Over on my sidebar I have a quote from St. Francis of Assisi: “Start by doing what’s necessary, then do the possible, and suddenly you are doing the impossible.”
In a small way, I got a taste of what this means today.
START BY DOING WHAT’S NECESSARY…
I have been a part of a folk choir in our parish since March, so I’m new to this group but I’ve been doing music ministry for 25 years. I’m still settling in with the group and it’s been going pretty well. The group leader’s husband is battling cancer right now, and when I called her today to find out what the musical selections included, someone else answered the phone and informed me that she had taken her husband to the hospital with a fever.
I had an hour and a half before Mass started, and I informed my husband that I had to be ready to take care of music at this Mass. There was no way that I was going to leave the church with no music if I could do anything about it, particularly during Easter time when it’s everybody’s job to “make a joyful noise unto the Lord.”
So I read the readings, and planned some music that I hoped others in the group, if they showed up, would know. And as I started the car for church, I asked the Holy Spirit to give me a little extra help today.
…THEN DO WHAT’S POSSIBLE…
When I got to church one of the deacons told me what I already knew–that Dave had gone to the hospital and his wife would not be there to lead the music. I told him that I had it covered and he needn’t worry. The pastor was happy to hear that, when he came in, and I gave him a list of the music I had chosen. Then I got the music stand and the microphone and everything else arranged and ready. Two more adults and two girls who sing in the choir, including Middle Sister, were also ready to sing.
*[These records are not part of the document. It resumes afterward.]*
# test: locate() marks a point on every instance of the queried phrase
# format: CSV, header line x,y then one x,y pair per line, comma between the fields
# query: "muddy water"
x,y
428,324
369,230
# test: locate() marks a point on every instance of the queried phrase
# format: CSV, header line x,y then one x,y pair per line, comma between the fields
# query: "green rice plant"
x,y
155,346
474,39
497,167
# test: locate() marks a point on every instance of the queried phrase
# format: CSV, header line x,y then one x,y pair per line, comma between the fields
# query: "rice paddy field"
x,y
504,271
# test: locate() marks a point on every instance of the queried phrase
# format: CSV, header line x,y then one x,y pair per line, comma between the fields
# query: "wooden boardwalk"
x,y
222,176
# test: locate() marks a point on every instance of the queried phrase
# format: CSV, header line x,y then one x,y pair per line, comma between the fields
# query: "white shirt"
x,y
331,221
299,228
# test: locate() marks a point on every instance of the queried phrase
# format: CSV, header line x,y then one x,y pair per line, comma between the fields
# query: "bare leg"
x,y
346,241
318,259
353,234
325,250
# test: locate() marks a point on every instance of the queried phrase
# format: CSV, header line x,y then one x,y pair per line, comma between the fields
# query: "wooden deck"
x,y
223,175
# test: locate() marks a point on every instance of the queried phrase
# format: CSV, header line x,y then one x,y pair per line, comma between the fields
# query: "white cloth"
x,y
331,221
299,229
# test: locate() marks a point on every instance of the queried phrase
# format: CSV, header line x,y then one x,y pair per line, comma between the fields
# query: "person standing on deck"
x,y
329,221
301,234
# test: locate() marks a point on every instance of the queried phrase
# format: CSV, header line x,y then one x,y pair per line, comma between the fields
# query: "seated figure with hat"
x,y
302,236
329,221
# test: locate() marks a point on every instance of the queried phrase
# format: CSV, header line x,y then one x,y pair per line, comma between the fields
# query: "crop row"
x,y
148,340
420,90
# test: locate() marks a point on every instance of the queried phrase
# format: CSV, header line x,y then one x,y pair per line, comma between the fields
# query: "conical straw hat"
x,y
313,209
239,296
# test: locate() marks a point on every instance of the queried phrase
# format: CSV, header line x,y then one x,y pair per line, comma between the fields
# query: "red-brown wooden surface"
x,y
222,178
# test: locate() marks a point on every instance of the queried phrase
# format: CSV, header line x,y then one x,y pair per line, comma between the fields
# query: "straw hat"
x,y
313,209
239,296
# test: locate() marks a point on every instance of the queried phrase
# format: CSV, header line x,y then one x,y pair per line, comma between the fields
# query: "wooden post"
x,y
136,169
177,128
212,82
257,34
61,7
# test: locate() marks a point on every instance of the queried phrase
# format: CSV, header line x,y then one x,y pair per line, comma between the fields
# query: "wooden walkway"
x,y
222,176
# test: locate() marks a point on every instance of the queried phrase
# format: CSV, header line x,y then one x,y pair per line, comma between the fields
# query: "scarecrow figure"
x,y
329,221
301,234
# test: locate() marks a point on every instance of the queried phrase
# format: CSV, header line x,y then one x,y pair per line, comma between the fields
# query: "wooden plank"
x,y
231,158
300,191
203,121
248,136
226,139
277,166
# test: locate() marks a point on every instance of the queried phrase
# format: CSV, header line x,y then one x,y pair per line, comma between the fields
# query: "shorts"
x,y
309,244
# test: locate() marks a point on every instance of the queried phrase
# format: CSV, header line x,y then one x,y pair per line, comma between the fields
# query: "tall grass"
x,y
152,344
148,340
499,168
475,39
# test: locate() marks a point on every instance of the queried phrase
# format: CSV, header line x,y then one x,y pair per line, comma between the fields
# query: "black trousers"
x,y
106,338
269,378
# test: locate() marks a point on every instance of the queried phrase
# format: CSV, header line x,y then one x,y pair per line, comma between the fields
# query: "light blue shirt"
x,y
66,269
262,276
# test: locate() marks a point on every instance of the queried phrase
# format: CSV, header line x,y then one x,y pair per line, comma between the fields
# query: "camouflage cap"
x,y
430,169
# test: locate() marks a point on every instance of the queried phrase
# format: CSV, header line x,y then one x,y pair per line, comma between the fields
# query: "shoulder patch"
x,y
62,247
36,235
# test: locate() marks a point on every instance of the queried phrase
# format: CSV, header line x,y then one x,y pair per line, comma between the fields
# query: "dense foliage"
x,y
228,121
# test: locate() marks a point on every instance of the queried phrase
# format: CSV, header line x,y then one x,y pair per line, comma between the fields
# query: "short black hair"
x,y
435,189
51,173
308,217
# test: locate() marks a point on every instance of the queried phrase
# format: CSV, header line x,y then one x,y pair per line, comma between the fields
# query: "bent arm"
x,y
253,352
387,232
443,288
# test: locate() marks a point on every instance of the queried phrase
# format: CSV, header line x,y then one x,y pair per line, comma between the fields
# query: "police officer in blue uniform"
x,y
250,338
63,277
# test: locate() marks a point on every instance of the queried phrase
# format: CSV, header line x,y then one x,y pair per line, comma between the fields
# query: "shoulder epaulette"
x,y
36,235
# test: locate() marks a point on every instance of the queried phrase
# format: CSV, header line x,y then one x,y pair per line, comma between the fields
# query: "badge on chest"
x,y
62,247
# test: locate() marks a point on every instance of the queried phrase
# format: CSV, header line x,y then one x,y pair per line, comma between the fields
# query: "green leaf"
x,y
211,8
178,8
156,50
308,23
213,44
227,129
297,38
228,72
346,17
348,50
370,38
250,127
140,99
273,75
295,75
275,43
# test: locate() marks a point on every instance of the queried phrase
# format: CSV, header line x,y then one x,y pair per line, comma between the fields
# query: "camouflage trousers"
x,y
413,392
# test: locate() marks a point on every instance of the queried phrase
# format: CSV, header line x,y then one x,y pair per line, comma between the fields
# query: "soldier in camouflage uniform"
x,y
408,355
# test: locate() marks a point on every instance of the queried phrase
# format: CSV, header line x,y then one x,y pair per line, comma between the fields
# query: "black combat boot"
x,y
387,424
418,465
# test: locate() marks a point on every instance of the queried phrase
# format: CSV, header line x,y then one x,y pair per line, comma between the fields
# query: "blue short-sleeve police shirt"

I announced the opening hymn but the microphone had mysteriously stopped working. I just kept singing. Father anounced the number again and we all went on with things. Before the Gloria I checked the mike connections and hoped for the best.
…AND SUDDENLY YOU ARE DOING THE IMPOSSIBLE.
I sang with everything I had and more, hoping that it would be heard in the back of the church, and not knowing if the mike worked or not. I had to cantor the Psalm and accompany myself; again, I was singing with more power than I have ever had before. I do not have a solo quality voice and I do not have the ability to project my voice, “unplugged,” through that large a space. But I could tell it was getting there. I could hear it. My voice was doing something that I know it cannot do, on its own. And I was so thankful for that gift, to be able to do what I knew was necessary but thought might be impossible, so there could be the proper music for the day.
We raised the roof on the Psalm (The Easter Verses from Celtic Alleluia) and the Lord’s Prayer–mike or no mike.
I know it worked out when Father announced that the reason much of the choir was missing was that Dave was in the hospital, and he thanked me for handling the music today, even with a broken mike, observing that “Barbara has several children, so she’s used to raising her voice.”